Archbishop Fred Hiltz: Sermon from the Opening Eucharist of the 41st Session of The General Synod of the Anglican Church of Canada

Imagine with me for just a few minutes that tiny little community that was the infant Church—Peter and John and James and Andrew and Philip and Thomas and Bartholomew and Matthew and James son of Alphaeus and Simon the zealot, and Judas son of James together with certain women including Mary the mother of Jesus, as well as his brothers gathered in an upper room in Jerusalem.

They had just returned from the mount called Olivet where the risen Lord had commissioned them saying

“You shall receive power when the Holy, Spirit comes upon you and you will be my witnesses in Jerusalem, in all Judea and Samaria, and to the ends of the earth.” (Acts 1:8)

When he had said these things, he was lifted up and a cloud took him out of their sight.

And now they are back in the city. One wonders how they spoke with one another about all they had heard and seen, how they understood Jesus’ commission and how would they go about the work given them? What did they make of Jesus’ reference to the Holy Spirit? How would the Spirit come upon them? Where might it take them? Would they plant new communities of faith? How would they nurture them? What trials might they face? How might they suffer for the sake of the Gospel? How might their witness be remembered in time?
While we might wonder about all these things, we know this one thing, that according to Luke “they were constantly devoting themselves to prayer”. (Acts 1:14) Prayer one supposes that they be ready to receive the Holy Spirit whenever and however it would come. They simply trusted in Jesus’ word that they would be empowered, graced and guided for the work entrusted to them. They prayed expectantly.

Now look around this room. We too are a tiny little community—a microcosm of the Church we love and lead. We come mindful of our calling to know love and follow Jesus in serving God’s mission in the world. (Vision 2019) We know ourselves to be commissioned through our baptism to

  • proclaim by word and deed, the Good News of God in Christ;
  • seek and serve Him in all people, loving our neighbours as ourselves;
  • respect the dignity of every human being;
  • strive for justice and peace among all people; and
  • safeguard the integrity of creation making every effort to sustain and renew the life of the earth.

We come mindful of our calling as the Body of Christ—members one of another, all endeavouring through our various ministries to fulfill the mind and heart of Christ our Lord.

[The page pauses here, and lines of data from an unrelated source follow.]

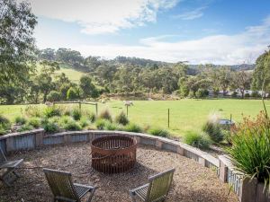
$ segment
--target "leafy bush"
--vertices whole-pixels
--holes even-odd
[[[27,105],[24,109],[24,114],[27,117],[40,117],[41,111],[40,109],[37,106]]]
[[[5,117],[0,114],[0,135],[4,135],[11,127],[11,122]]]
[[[170,135],[168,131],[166,131],[166,129],[159,128],[159,127],[150,128],[150,129],[148,129],[148,132],[153,136],[163,136],[163,137],[169,136],[169,135]]]
[[[32,130],[34,127],[29,124],[22,125],[22,127],[17,130],[18,132]]]
[[[62,98],[62,95],[60,92],[56,91],[50,91],[47,96],[47,101],[59,101]]]
[[[40,127],[41,125],[40,119],[37,117],[30,118],[28,124],[35,128]]]
[[[112,115],[111,115],[111,113],[110,113],[110,111],[109,111],[108,110],[103,110],[103,111],[99,114],[99,119],[107,119],[107,120],[110,120],[110,121],[112,120]]]
[[[75,120],[79,120],[82,117],[82,111],[80,109],[78,108],[75,108],[72,110],[71,111],[71,116],[73,117],[73,119]]]
[[[62,114],[62,110],[57,106],[47,107],[44,109],[43,114],[46,118],[51,118],[55,116],[60,117]]]
[[[141,133],[142,128],[134,123],[130,123],[127,126],[125,126],[125,127],[123,128],[123,130],[128,131],[128,132],[134,132],[134,133]]]
[[[95,122],[96,128],[99,129],[99,130],[104,129],[104,127],[105,127],[107,121],[108,120],[102,119],[97,119],[96,122]]]
[[[256,120],[245,118],[232,130],[232,146],[228,153],[244,177],[256,178],[270,192],[270,121],[265,113]]]
[[[14,121],[18,125],[23,125],[27,122],[27,119],[24,117],[17,116],[17,117],[15,117]]]
[[[55,119],[54,117],[44,119],[42,121],[42,127],[44,130],[48,133],[55,133],[59,130],[58,119]]]
[[[184,142],[189,145],[207,149],[209,148],[212,141],[205,133],[198,133],[194,131],[188,131],[184,136]]]
[[[130,123],[129,119],[123,111],[122,111],[118,116],[115,117],[115,122],[126,126]]]
[[[221,127],[218,123],[207,121],[202,126],[202,131],[208,134],[210,138],[215,143],[220,143],[224,139]]]

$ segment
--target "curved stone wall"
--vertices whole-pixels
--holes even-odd
[[[234,172],[230,159],[225,156],[215,158],[212,155],[184,143],[142,133],[130,133],[125,131],[85,130],[68,131],[54,135],[45,135],[44,129],[35,129],[22,133],[14,133],[0,136],[0,148],[4,154],[31,150],[40,146],[60,144],[72,144],[76,142],[91,142],[96,137],[122,135],[135,137],[139,145],[151,145],[158,149],[167,150],[198,162],[204,167],[213,170],[221,181],[229,182],[233,190],[238,195],[239,200],[245,195],[243,182]]]

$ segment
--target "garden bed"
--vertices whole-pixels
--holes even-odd
[[[167,201],[238,201],[228,185],[198,162],[176,154],[138,148],[138,162],[128,172],[106,175],[91,169],[90,143],[58,145],[16,152],[11,159],[24,158],[22,167],[43,166],[73,173],[74,181],[94,185],[93,201],[130,201],[128,190],[147,182],[147,178],[176,167]],[[12,188],[0,189],[0,201],[50,201],[51,192],[40,170],[19,170],[22,176]],[[229,196],[229,197],[228,197]]]

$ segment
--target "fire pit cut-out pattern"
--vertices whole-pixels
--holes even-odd
[[[119,173],[134,167],[137,141],[124,136],[110,136],[93,140],[92,167],[104,173]]]

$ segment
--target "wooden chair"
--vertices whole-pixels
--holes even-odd
[[[91,201],[95,187],[73,183],[70,172],[45,168],[43,171],[55,202],[81,202],[81,198],[88,192],[90,196],[87,202]]]
[[[6,186],[11,187],[11,183],[19,177],[15,172],[15,169],[22,162],[23,162],[23,159],[7,161],[4,152],[0,148],[0,180]]]
[[[130,190],[132,202],[136,196],[144,202],[165,201],[173,181],[176,169],[158,173],[148,178],[148,183]]]

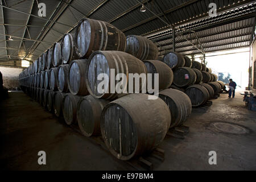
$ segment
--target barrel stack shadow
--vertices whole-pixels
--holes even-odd
[[[79,129],[117,159],[132,165],[137,160],[152,169],[142,156],[157,153],[163,159],[164,151],[158,146],[166,135],[184,138],[189,128],[183,124],[192,107],[209,104],[225,89],[203,64],[174,52],[159,57],[157,46],[146,38],[126,38],[109,23],[84,18],[75,34],[64,35],[25,69],[19,81],[46,110],[63,117],[67,125]],[[158,74],[159,97],[148,100],[149,90],[142,93],[141,89],[137,94],[99,93],[98,76],[111,79],[110,69],[115,78],[120,73],[127,77]],[[112,84],[109,80],[107,89]]]

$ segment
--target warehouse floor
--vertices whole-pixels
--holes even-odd
[[[134,169],[23,93],[9,94],[0,104],[1,169]],[[256,112],[246,109],[241,96],[221,94],[212,106],[193,109],[185,125],[190,133],[185,139],[167,136],[161,143],[165,160],[154,169],[256,169]],[[46,152],[46,165],[38,164],[39,151]],[[217,165],[209,164],[210,151],[217,152]]]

Knowing our need for fresh outpourings of the Holy Spirit in renewing the particular witness of the church where we live and the overall witness of our Church across the country and around the world, we come singing (#643, Common Praise)

“Holy Spirit, come with power, breathe into our aching night.
We expect you this glad hour, waiting for your strength and light.
We are fearful, we are ailing, we are weak and selfish too.
Break upon your congregation; give us vigor, life anew.
Between these lines is an incredible humility and honesty about the state of the Church and an abiding trust and joy in what it can be.

Holy Spirit, come with fire, burn us with your presence new.
Let us as one mighty choir sing our hymn of praise to you.
Burn away our wasted sadness and enflame us with your love.
Burst upon your congregation, give us gladness from above.
Between these lines is an incredible humility and honesty about the state of the Church and an abiding trust and joy in what it can be.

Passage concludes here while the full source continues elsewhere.